In 2019, a scandal ripped through the Wikipedia community when a Wikipedia admin who goes by the handle Fram was handed a year-long ban from the site. While known to few outside the tight-knit but feverishly active collective of Wikipedia contributors, the affair was part of a far-reaching, partisan shift at the open encyclopedia with widespread implications for the future of media, technology, and politics around the world.
Although contributor bans are not uncommon on Wikipedia, this case was different. Instead of coming from the English Wikipedia Arbitration Committee (Arbcom), the panel of editors empowered to make such decisions, the ban was handed down directly by Wikimedia Foundation (WMF), the NGO that owns the site.
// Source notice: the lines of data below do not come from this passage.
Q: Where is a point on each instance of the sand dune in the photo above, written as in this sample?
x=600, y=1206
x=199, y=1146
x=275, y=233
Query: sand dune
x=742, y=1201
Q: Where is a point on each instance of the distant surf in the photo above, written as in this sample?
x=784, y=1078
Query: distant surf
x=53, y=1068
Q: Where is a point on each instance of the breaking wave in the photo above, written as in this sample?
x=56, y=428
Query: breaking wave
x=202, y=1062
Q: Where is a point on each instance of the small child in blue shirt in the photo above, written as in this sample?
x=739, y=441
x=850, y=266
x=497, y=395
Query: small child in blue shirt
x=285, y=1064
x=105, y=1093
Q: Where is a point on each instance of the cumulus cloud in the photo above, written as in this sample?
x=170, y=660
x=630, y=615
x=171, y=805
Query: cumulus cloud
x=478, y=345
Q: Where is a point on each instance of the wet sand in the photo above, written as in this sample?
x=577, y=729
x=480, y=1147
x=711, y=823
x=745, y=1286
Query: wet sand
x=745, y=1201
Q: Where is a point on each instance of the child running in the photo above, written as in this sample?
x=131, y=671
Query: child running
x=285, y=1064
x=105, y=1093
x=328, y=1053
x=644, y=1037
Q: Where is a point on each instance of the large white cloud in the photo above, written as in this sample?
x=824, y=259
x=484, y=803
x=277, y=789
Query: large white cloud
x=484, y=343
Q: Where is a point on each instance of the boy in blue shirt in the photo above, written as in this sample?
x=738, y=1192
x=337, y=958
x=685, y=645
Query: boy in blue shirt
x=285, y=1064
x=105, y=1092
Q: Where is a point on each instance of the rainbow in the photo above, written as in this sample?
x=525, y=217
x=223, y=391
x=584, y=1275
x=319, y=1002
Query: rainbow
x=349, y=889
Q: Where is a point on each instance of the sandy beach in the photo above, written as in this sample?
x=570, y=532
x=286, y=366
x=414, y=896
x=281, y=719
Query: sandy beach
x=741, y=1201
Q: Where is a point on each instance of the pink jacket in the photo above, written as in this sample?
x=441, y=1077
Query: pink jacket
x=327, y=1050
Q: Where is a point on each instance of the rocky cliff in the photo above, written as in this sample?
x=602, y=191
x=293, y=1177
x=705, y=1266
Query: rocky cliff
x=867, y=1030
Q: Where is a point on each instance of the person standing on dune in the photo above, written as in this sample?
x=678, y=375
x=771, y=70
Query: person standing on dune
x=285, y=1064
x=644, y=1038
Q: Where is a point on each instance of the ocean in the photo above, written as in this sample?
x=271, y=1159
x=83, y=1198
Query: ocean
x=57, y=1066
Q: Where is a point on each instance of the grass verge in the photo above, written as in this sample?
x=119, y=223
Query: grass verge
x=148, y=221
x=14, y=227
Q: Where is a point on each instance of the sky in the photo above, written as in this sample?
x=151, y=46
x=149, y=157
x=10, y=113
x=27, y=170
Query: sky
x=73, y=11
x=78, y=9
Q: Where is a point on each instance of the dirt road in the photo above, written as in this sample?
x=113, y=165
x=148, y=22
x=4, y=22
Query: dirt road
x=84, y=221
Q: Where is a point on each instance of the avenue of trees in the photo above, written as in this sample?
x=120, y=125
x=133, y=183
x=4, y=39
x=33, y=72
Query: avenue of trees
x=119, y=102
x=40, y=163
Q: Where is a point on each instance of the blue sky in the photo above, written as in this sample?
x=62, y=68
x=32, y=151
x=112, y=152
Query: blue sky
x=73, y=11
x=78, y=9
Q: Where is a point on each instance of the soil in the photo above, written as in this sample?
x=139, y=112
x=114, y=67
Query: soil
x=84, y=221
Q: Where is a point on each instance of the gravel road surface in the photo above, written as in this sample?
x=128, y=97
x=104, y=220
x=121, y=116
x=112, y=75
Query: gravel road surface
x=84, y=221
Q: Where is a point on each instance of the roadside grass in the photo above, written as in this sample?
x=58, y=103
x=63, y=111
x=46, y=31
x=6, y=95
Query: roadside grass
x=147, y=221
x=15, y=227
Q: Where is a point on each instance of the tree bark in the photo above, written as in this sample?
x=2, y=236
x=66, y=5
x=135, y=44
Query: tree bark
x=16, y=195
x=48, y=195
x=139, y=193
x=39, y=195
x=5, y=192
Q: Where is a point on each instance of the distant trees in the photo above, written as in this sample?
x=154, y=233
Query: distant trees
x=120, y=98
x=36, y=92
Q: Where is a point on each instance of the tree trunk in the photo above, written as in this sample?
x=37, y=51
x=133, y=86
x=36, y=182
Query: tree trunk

Little more than 12 hours after the ban’s announcement, Wikipedia co-founder Jimmy Wales publicly intervened to help quell the storm by publicly assuring the community he was reviewing the situation, and later saying he’d “raised the issue with WMF.” A week later, two Wikipedia bureaucrats — high-ranking editors who can assign admin rights — and 18 admins — editors with enhanced rights — resigned in protest. Arbcom released a searing statement saying the top-down ban was “fundamentally misaligned with the Wikimedia movement’s principles of openness, consensus, and self-governance.”
At its lowest resolution, the controversy was born from the tension between the decentralized Wikipedia site and the highly centralized Wikimedia Foundation. In reality, the ban and subsequent backlash were tied to a massive culture shift at Wikipedia, precipitated by the rise of a new social-justice-minded power structure at Wikimedia Foundation.